From: Daniel Borkmann <dan...@iogearbox.net>
Date: Wed, 22 Mar 2017 13:08:08 +0100
> In sk_clone_lock(), we create a new socket and inherit most of the
> parent's members via sock_copy() which memcpy()'s various sections.
> Now, in case the parent socket had a BPF socket filter attached,
> then newsk->sk_filter points to the same instance as the original
> sk->sk_filter.
>
> sk_filter_charge() is then called on the newsk->sk_filter to take a
> reference and should that fail due to hitting max optmem, we bail
> out and release the newsk instance.
>
> The issue is that commit 278571baca2a ("net: filter: simplify socket
> charging") wrongly combined the dismantle path with the failure path
> of xfrm_sk_clone_policy(). This means, even when charging failed, we
> call sk_free_unlock_clone() on the newsk, which then still points to
> the same sk_filter as the original sk.
>
> Thus, sk_free_unlock_clone() calls into __sk_destruct() eventually
> where it tests for present sk_filter and calls sk_filter_uncharge()
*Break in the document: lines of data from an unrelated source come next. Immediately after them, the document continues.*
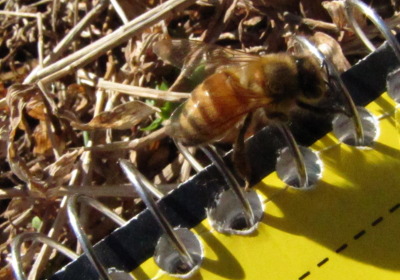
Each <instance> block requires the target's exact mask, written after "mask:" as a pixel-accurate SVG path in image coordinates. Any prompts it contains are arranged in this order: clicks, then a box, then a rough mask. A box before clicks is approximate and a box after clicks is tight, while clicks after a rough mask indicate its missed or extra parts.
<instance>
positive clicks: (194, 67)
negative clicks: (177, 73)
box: [153, 39, 259, 76]
mask: <svg viewBox="0 0 400 280" xmlns="http://www.w3.org/2000/svg"><path fill="white" fill-rule="evenodd" d="M153 51H154V52H155V53H156V54H157V55H158V56H159V57H160V58H161V59H162V60H164V61H166V62H168V63H170V64H172V65H174V66H176V67H178V68H181V69H182V70H183V71H184V74H185V75H186V76H191V75H192V74H193V72H194V71H195V70H196V69H197V68H198V67H199V66H204V67H206V68H207V70H208V71H210V72H211V70H210V69H212V72H215V70H216V69H218V68H220V67H227V66H240V65H244V64H247V63H249V62H252V61H256V60H257V59H259V57H258V56H257V55H253V54H248V53H245V52H241V51H238V50H231V49H228V48H223V47H220V46H217V45H212V44H205V43H202V42H199V41H191V40H169V39H164V40H161V41H159V42H157V43H156V44H155V45H154V47H153Z"/></svg>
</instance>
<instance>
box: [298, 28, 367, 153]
mask: <svg viewBox="0 0 400 280" xmlns="http://www.w3.org/2000/svg"><path fill="white" fill-rule="evenodd" d="M294 39H295V40H296V41H297V42H299V43H300V44H301V45H302V46H303V47H305V48H306V49H308V50H309V51H310V52H311V53H312V54H313V55H314V56H315V57H316V58H317V59H318V60H319V61H320V63H323V64H325V65H326V68H327V70H328V71H329V72H328V75H329V76H330V77H331V78H332V79H331V81H332V83H331V84H332V86H333V87H336V88H337V89H338V92H341V93H342V94H343V96H344V98H345V101H346V103H347V106H348V108H349V109H350V112H351V116H352V121H353V127H354V131H355V144H356V145H358V146H362V145H365V137H364V128H363V125H362V122H361V118H360V115H359V112H358V109H357V107H356V105H355V104H354V101H353V99H352V98H351V95H350V93H349V91H348V89H347V87H346V85H345V84H344V83H343V81H342V79H341V78H340V74H339V72H338V70H337V69H336V67H335V66H334V65H333V64H332V63H331V62H330V61H329V59H327V58H326V57H325V56H324V55H323V54H322V53H321V52H320V51H319V50H318V49H317V48H316V47H315V46H314V45H313V44H312V43H311V42H310V41H309V40H307V39H306V38H305V37H303V36H294Z"/></svg>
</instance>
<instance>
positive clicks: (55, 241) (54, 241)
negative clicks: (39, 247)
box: [11, 232, 78, 280]
mask: <svg viewBox="0 0 400 280" xmlns="http://www.w3.org/2000/svg"><path fill="white" fill-rule="evenodd" d="M25 241H39V242H41V243H43V244H46V245H47V246H50V247H52V248H53V249H56V250H57V251H59V252H61V253H63V254H64V255H65V256H67V257H68V258H70V259H71V260H75V259H77V258H78V255H77V254H76V253H75V252H73V251H71V250H70V249H68V248H67V247H65V246H63V245H62V244H60V243H58V242H57V241H55V240H53V239H51V238H49V237H48V236H46V235H44V234H42V233H37V232H24V233H21V234H19V235H17V236H16V237H15V238H14V239H13V240H12V242H11V266H12V268H13V271H14V275H15V278H16V279H17V280H25V279H27V278H26V276H25V273H24V269H23V265H22V263H23V262H22V259H21V245H22V243H23V242H25Z"/></svg>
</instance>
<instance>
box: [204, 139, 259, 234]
mask: <svg viewBox="0 0 400 280" xmlns="http://www.w3.org/2000/svg"><path fill="white" fill-rule="evenodd" d="M200 148H201V150H202V151H203V152H204V153H205V154H206V156H207V157H208V158H209V159H210V160H211V161H212V162H213V163H214V165H215V166H216V167H217V169H218V171H219V172H221V174H222V176H223V177H224V179H225V182H226V183H227V184H228V186H229V188H230V189H231V190H232V191H233V193H234V194H235V196H236V197H237V199H238V201H239V202H240V205H241V206H242V208H243V212H244V217H245V220H246V224H247V227H249V228H250V227H252V226H253V225H254V224H255V217H254V212H253V209H252V207H251V205H250V203H249V201H248V200H247V199H246V197H245V196H244V194H243V190H242V188H241V187H240V184H239V182H238V181H237V180H236V178H235V176H234V175H233V174H232V172H231V171H230V170H229V169H228V168H227V167H226V165H225V163H224V161H223V159H222V157H221V156H220V155H219V153H218V152H217V151H216V150H215V148H214V147H212V146H211V145H208V146H204V147H200Z"/></svg>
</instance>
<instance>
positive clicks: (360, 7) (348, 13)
mask: <svg viewBox="0 0 400 280" xmlns="http://www.w3.org/2000/svg"><path fill="white" fill-rule="evenodd" d="M344 4H345V14H346V18H347V20H348V21H349V22H350V24H351V26H352V28H353V30H354V31H355V33H356V34H357V36H358V37H359V38H360V39H361V41H362V42H363V43H364V44H365V46H366V47H367V48H368V49H369V50H370V51H371V52H373V51H375V49H376V48H375V46H374V45H373V44H372V42H371V41H370V40H369V39H368V38H367V36H366V35H365V33H364V32H363V31H362V29H361V28H360V26H359V24H358V23H357V21H356V19H355V18H354V13H353V11H354V9H357V10H358V11H360V12H361V13H363V14H364V15H365V16H367V17H368V19H370V20H371V22H372V23H373V24H374V25H375V26H376V27H377V28H378V30H379V31H380V32H381V34H382V36H383V37H384V38H385V40H386V42H387V43H388V44H389V46H390V47H391V48H392V50H393V52H394V54H395V55H396V57H397V59H398V60H399V61H400V44H399V42H398V41H397V39H396V37H395V36H394V35H393V34H392V32H390V28H389V27H388V26H387V25H386V24H385V22H384V21H383V19H382V18H381V17H380V16H379V15H378V14H377V13H376V12H375V11H374V10H373V9H371V8H370V7H369V6H368V5H366V4H365V3H363V2H361V1H358V0H346V1H345V2H344ZM399 72H400V68H397V69H395V70H394V71H392V72H391V73H389V74H388V77H387V91H388V94H389V95H390V96H391V97H392V98H393V99H394V100H395V101H396V102H397V103H399V102H400V96H399V94H400V91H399V90H398V89H397V88H398V87H399V77H398V76H399Z"/></svg>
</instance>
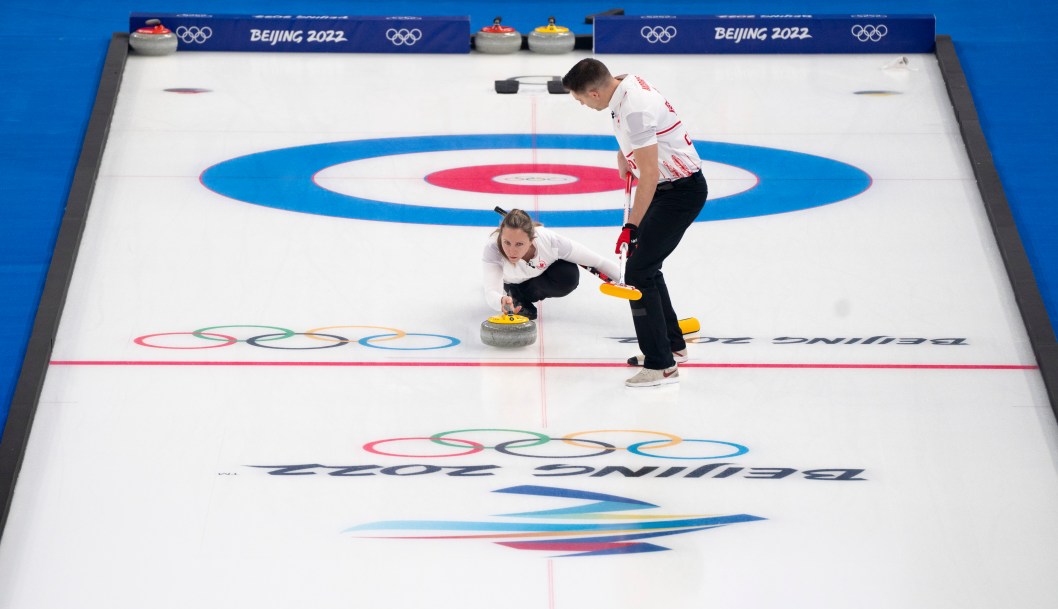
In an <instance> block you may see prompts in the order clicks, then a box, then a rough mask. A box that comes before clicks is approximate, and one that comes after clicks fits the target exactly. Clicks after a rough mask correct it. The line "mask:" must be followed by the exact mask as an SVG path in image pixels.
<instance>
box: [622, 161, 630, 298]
mask: <svg viewBox="0 0 1058 609" xmlns="http://www.w3.org/2000/svg"><path fill="white" fill-rule="evenodd" d="M631 206H632V171H628V172H627V173H625V174H624V221H623V222H621V230H624V225H625V224H627V223H628V207H631ZM627 257H628V244H627V243H621V280H620V281H619V283H620V284H621V285H624V261H625V260H626V259H627Z"/></svg>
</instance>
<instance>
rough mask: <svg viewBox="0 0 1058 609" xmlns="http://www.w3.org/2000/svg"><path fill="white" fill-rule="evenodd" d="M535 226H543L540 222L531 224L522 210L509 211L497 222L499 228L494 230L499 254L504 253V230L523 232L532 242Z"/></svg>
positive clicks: (535, 236)
mask: <svg viewBox="0 0 1058 609" xmlns="http://www.w3.org/2000/svg"><path fill="white" fill-rule="evenodd" d="M536 226H543V224H541V223H540V222H533V219H532V218H530V217H529V215H528V214H526V213H525V211H523V210H522V209H511V210H510V211H508V213H507V215H506V216H504V219H503V220H500V221H499V227H497V228H496V232H495V235H496V247H499V252H500V253H503V252H504V240H503V233H504V228H514V229H517V230H524V232H525V234H526V235H528V236H529V240H530V241H532V240H533V239H535V238H536V230H535V228H536Z"/></svg>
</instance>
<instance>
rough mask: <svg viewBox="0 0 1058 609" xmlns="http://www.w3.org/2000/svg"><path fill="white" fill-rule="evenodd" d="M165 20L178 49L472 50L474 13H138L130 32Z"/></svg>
mask: <svg viewBox="0 0 1058 609" xmlns="http://www.w3.org/2000/svg"><path fill="white" fill-rule="evenodd" d="M148 19H160V20H161V21H162V24H163V25H165V26H166V27H167V29H169V30H170V31H171V32H172V33H174V34H176V35H177V37H178V38H179V39H180V41H179V42H178V45H177V50H178V51H267V52H286V53H290V52H295V53H296V52H304V53H470V17H466V16H464V17H349V16H312V15H194V14H157V13H133V14H131V15H130V16H129V32H134V31H136V30H138V29H140V27H144V26H145V24H146V21H147V20H148Z"/></svg>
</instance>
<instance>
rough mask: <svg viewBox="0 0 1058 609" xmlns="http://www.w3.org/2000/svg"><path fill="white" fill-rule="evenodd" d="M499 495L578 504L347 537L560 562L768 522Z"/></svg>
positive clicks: (643, 550) (363, 527) (612, 553)
mask: <svg viewBox="0 0 1058 609" xmlns="http://www.w3.org/2000/svg"><path fill="white" fill-rule="evenodd" d="M494 493H507V494H515V495H523V496H527V497H536V498H540V497H560V498H563V499H571V500H574V501H578V503H576V504H573V505H571V506H568V507H559V509H554V510H540V511H533V512H518V513H514V514H500V515H497V516H495V518H497V519H496V520H475V521H462V520H380V521H377V522H367V523H364V524H358V525H355V527H350V528H349V529H346V531H345V532H346V533H353V534H357V536H358V537H375V536H376V535H372V534H371V533H375V532H379V533H377V535H378V536H380V537H383V536H384V537H385V538H387V539H433V540H445V541H454V540H475V539H476V540H482V541H490V542H492V543H498V545H499V546H504V547H507V548H512V549H514V550H536V551H544V552H560V553H563V554H560V557H568V556H606V555H613V554H639V553H643V552H660V551H664V550H669V548H665V547H663V546H657V545H655V543H649V542H646V541H644V540H645V539H652V538H655V537H663V536H671V535H680V534H683V533H692V532H696V531H706V530H709V529H716V528H718V527H726V525H728V524H737V523H742V522H752V521H754V520H764V519H765V518H762V517H760V516H753V515H751V514H730V515H724V516H717V515H711V514H694V515H678V516H677V515H670V514H640V513H638V512H635V511H640V510H653V509H655V507H657V505H655V504H653V503H647V502H646V501H640V500H638V499H632V498H630V497H619V496H617V495H605V494H602V493H590V492H587V491H577V490H573V488H560V487H557V486H537V485H522V486H510V487H507V488H498V490H496V491H494ZM628 512H633V513H631V514H630V513H628ZM513 519H516V520H513ZM526 520H528V521H526ZM382 532H385V533H382Z"/></svg>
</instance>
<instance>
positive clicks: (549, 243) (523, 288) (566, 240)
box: [481, 226, 621, 315]
mask: <svg viewBox="0 0 1058 609" xmlns="http://www.w3.org/2000/svg"><path fill="white" fill-rule="evenodd" d="M533 232H534V233H535V237H534V238H533V240H532V244H533V245H534V246H535V247H536V252H535V256H533V258H532V259H530V260H522V259H519V260H518V261H517V262H516V263H513V264H512V263H511V262H510V261H509V260H508V259H507V256H505V255H504V253H503V251H501V250H500V248H499V245H498V244H497V243H496V238H495V235H493V236H492V237H491V238H490V239H489V241H488V243H486V245H485V252H484V253H482V254H481V272H482V277H484V285H485V301H486V302H487V303H488V306H489V307H491V308H493V309H495V308H498V307H499V299H500V298H501V297H503V296H504V295H505V292H506V293H509V294H510V295H511V297H512V298H514V300H515V301H516V305H517V306H521V307H523V308H524V310H528V311H530V312H532V314H533V315H535V309H534V308H533V306H532V303H533V302H536V301H540V300H543V299H544V298H555V297H559V296H565V295H567V294H569V293H570V292H572V291H573V290H574V289H576V288H577V285H578V283H579V282H580V269H579V267H578V264H581V265H584V266H594V267H596V269H597V270H599V272H601V273H602V274H604V275H607V276H609V277H617V276H618V275H619V274H620V272H621V271H620V267H619V266H618V265H617V262H615V261H614V260H613V259H609V258H603V257H602V256H600V255H598V254H596V253H595V252H592V251H591V250H588V248H587V247H586V246H584V245H582V244H581V243H578V242H577V241H573V240H572V239H569V238H567V237H563V236H562V235H559V234H558V233H554V232H552V230H549V229H547V228H545V227H543V226H536V227H535V228H534V230H533Z"/></svg>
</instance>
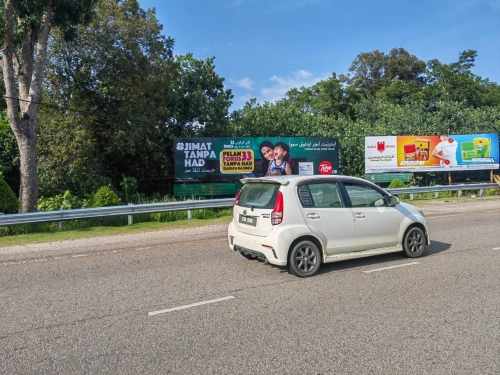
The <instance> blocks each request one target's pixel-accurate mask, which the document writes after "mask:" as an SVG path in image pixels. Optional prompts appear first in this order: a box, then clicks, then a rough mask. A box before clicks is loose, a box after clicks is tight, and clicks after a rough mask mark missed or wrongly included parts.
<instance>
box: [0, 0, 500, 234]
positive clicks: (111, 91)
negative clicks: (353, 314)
mask: <svg viewBox="0 0 500 375" xmlns="http://www.w3.org/2000/svg"><path fill="white" fill-rule="evenodd" d="M7 3H8V4H10V5H9V6H10V7H12V6H13V8H9V9H10V10H9V12H10V11H12V12H13V14H14V18H15V17H19V19H17V21H19V22H15V23H14V24H13V28H16V29H15V31H16V33H18V34H19V35H23V33H25V32H29V31H30V30H32V28H34V27H41V26H42V23H41V21H40V20H41V19H42V15H43V12H44V11H46V8H44V7H46V6H48V5H40V4H41V3H40V2H37V1H35V0H26V1H24V2H7ZM49 3H51V2H49ZM80 3H81V4H80ZM23 4H28V5H30V4H31V5H33V6H32V7H31V6H28V5H26V7H27V8H26V9H24V8H23V6H24V5H23ZM44 4H45V3H44ZM78 4H80V5H82V4H83V5H85V6H83V5H82V7H80V8H78V6H77V5H78ZM5 6H6V5H5V2H2V3H0V8H1V10H2V11H5V9H4V7H5ZM71 6H76V8H75V9H79V12H82V13H81V14H76V13H75V14H72V17H73V16H75V17H74V18H71V17H69V18H68V17H66V18H65V17H62V16H61V14H59V13H58V17H59V16H61V17H59V18H57V19H58V20H59V19H60V20H66V21H68V22H70V21H71V22H70V23H69V24H68V23H64V22H63V23H61V24H55V25H53V26H54V27H53V28H52V30H53V32H51V33H50V34H48V36H47V38H48V39H47V61H46V69H45V74H44V77H45V78H44V80H43V84H42V85H41V86H40V90H39V99H37V101H36V102H30V101H29V100H27V99H26V100H25V99H23V97H22V95H17V92H16V90H15V87H14V86H13V84H15V82H11V81H10V80H11V78H10V77H11V76H9V79H8V80H6V79H5V77H6V76H5V72H3V75H2V76H1V77H0V89H2V90H3V91H2V92H6V90H7V88H8V89H9V90H10V91H9V92H11V94H12V93H14V94H12V95H10V94H9V93H8V94H9V95H10V96H9V95H7V96H9V97H19V98H20V99H21V100H19V101H16V100H10V101H9V100H7V99H8V98H7V99H6V101H3V100H2V101H0V212H2V213H4V214H11V213H15V212H19V211H20V212H27V211H36V210H38V211H50V210H60V209H73V208H88V207H103V206H109V205H117V204H129V203H132V204H140V203H153V202H165V201H172V200H175V199H187V197H186V198H174V184H175V178H174V176H175V171H174V169H175V168H174V167H175V163H174V159H173V142H174V139H175V138H176V137H228V136H232V137H280V136H286V137H294V136H295V137H336V138H338V139H339V144H340V160H339V161H340V167H339V169H340V172H341V173H342V174H346V175H352V176H357V177H363V176H364V138H365V137H366V136H388V135H410V134H436V133H441V132H442V133H447V134H481V133H500V85H499V84H498V83H496V82H491V81H490V80H489V79H488V78H487V77H480V76H478V75H476V74H475V73H474V64H475V61H476V59H478V58H480V56H478V54H477V52H476V51H474V50H466V51H457V60H456V61H453V62H450V63H444V62H441V61H438V60H436V59H432V60H429V61H423V60H421V59H420V58H418V57H417V56H415V55H413V54H411V52H409V51H406V50H405V49H404V48H401V47H396V48H393V49H391V50H390V51H379V50H375V51H371V52H362V53H360V54H359V55H357V56H353V58H354V59H353V62H352V64H351V66H350V67H349V69H348V71H347V72H338V73H337V72H332V74H331V76H330V77H329V78H327V79H325V80H323V81H320V82H318V83H316V84H315V85H313V86H311V87H300V88H294V89H291V90H290V91H289V92H288V93H286V95H285V96H284V97H283V98H282V99H281V100H278V101H277V102H275V103H268V102H265V103H258V102H257V100H256V99H250V100H249V101H248V102H247V103H246V104H245V105H244V107H243V108H241V109H237V110H234V111H232V112H230V107H231V105H232V99H233V95H232V92H231V90H230V89H227V88H226V87H225V86H224V82H225V79H224V78H223V77H221V76H220V75H219V74H218V73H217V72H216V58H215V57H212V58H208V59H197V58H195V57H194V56H193V54H191V53H186V54H184V55H179V54H175V53H174V51H175V42H174V39H173V37H170V36H165V35H163V34H162V30H163V25H161V24H160V23H159V22H158V20H157V18H156V14H155V11H154V10H151V9H142V8H141V6H140V4H139V2H138V1H137V0H98V1H97V0H95V1H94V0H92V1H86V0H75V1H73V2H72V3H71ZM64 9H65V8H60V9H59V8H58V10H57V11H58V12H60V11H64ZM68 9H69V8H68ZM30 12H32V13H30ZM9 14H10V13H9ZM110 19H111V20H113V22H108V21H109V20H110ZM5 20H6V18H5V19H2V20H0V27H1V28H3V29H5V28H6V27H7V25H6V23H5V22H6V21H5ZM21 20H22V22H21ZM66 21H65V22H66ZM61 22H62V21H61ZM23 27H26V28H27V29H22V28H23ZM17 28H19V29H17ZM167 28H168V25H167ZM35 34H36V33H35ZM40 35H41V34H40ZM7 36H8V35H7V34H6V33H3V34H2V33H0V38H3V40H2V43H4V44H5V45H9V43H11V47H12V48H13V50H14V51H17V53H18V55H19V56H28V52H26V54H24V55H23V54H22V53H21V52H22V51H23V48H25V49H26V48H28V47H29V48H31V46H32V45H31V44H29V45H25V44H22V43H24V42H26V41H27V40H29V38H28V37H29V36H31V34H29V35H28V34H26V38H25V39H23V38H13V39H12V40H11V39H8V37H7ZM174 37H175V36H174ZM39 42H40V41H39V40H33V41H32V43H34V44H33V45H36V44H37V43H39ZM19 43H21V44H19ZM26 51H28V50H26ZM33 58H37V56H33ZM25 66H27V65H25ZM16 76H17V77H19V76H22V75H20V74H18V75H15V74H14V75H12V77H16ZM25 83H27V82H25ZM17 85H18V86H19V87H21V86H22V85H20V84H19V82H18V83H17ZM23 87H26V85H24V86H23ZM12 90H14V91H12ZM17 90H18V91H19V88H18V89H17ZM16 103H17V104H16ZM23 103H24V104H23ZM28 104H30V105H28ZM8 105H11V106H16V107H15V111H14V112H12V111H11V112H8V111H7V106H8ZM33 111H35V112H36V116H35V117H36V118H37V121H38V127H37V134H36V144H34V143H33V142H32V140H30V142H31V143H30V144H31V146H32V148H31V149H30V150H26V149H24V150H23V149H22V148H19V147H18V143H17V142H18V140H17V139H16V136H15V133H16V132H17V133H19V129H20V128H21V127H22V126H21V125H19V123H15V122H16V121H17V117H16V116H14V117H16V118H15V119H14V118H13V117H12V115H8V113H11V114H12V113H19V116H18V117H19V118H25V117H26V118H28V117H30V116H31V114H33V113H35V112H33ZM25 114H26V116H24V115H25ZM9 116H10V117H9ZM33 116H34V115H33ZM33 116H31V118H34V117H33ZM16 124H17V125H16ZM30 126H31V125H30ZM17 133H16V134H17ZM18 135H19V134H18ZM35 146H36V147H35ZM20 150H21V151H20ZM28 151H29V152H36V155H34V156H33V154H29V152H28ZM29 155H31V156H29ZM27 156H29V160H36V176H35V177H33V176H31V177H30V178H31V180H29V181H27V182H26V181H24V182H23V181H22V178H21V174H20V167H21V165H22V163H23V160H24V159H26V157H27ZM23 158H24V159H23ZM32 167H33V165H31V168H32ZM495 173H500V171H496V172H495ZM489 179H490V171H467V172H453V182H484V181H489ZM447 181H448V174H447V173H444V172H440V173H420V174H415V176H414V179H413V180H412V181H411V182H410V186H429V185H436V184H447V183H448V182H447ZM403 185H404V184H403ZM405 186H407V185H405ZM20 187H23V188H22V189H20ZM443 194H451V193H443ZM443 194H441V198H442V197H443V196H444V195H443ZM454 194H456V193H454ZM467 194H471V193H464V196H466V195H467ZM485 194H490V193H488V192H485ZM475 195H476V196H477V195H478V192H476V193H475ZM205 198H210V196H204V197H190V199H205ZM421 198H426V199H427V198H428V199H434V194H433V193H429V194H426V195H425V196H421V197H419V199H421ZM450 198H451V196H450ZM403 199H408V197H403ZM186 215H187V213H186V212H182V211H179V212H175V213H163V214H148V215H135V216H134V223H146V222H151V223H155V222H156V223H165V222H166V223H171V222H180V221H183V220H185V219H186ZM224 215H229V212H227V210H226V211H225V210H222V211H217V210H204V211H199V212H198V211H193V217H194V218H198V219H210V220H212V219H214V218H215V219H217V218H219V217H223V216H224ZM126 221H127V219H126V218H123V217H117V218H103V219H100V220H94V221H93V220H87V221H82V220H80V221H78V222H66V223H64V224H63V228H64V230H63V232H67V231H73V230H82V231H83V230H88V228H104V227H106V228H108V227H120V226H125V225H126ZM57 229H58V224H57V223H51V224H43V225H42V224H40V225H38V224H37V225H30V226H13V227H11V228H0V237H2V242H4V239H6V238H7V237H6V236H20V235H25V234H30V233H41V232H48V233H51V232H56V231H57Z"/></svg>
> on it, which potentially lets sk_omem_alloc wrap around and releases
> the eBPF prog and sk_filter structure from the (still intact) parent.
>
> Fix it by making sure that when sk_filter_charge() failed, we reset
> newsk->sk_filter back to NULL before passing to sk_free_unlock_clone(),
> so that we don't mess with the parents sk_filter.
>
> Only if xfrm_sk_clone_policy() fails, we did reach the point where
> either the parent's filter was NULL and as a result newsk's as well
> or where we previously had a successful sk_filter_charge(), thus for
> that case, we do need sk_filter_uncharge() to release the prior taken
> reference on sk_filter.
>
> Fixes: 278571baca2a ("net: filter: simplify socket charging")
> Signed-off-by: Daniel Borkmann <dan...@iogearbox.net>
> Acked-by: Alexei Starovoitov <a...@kernel.org>
Applied and queued up for -stable, thanks Daniel.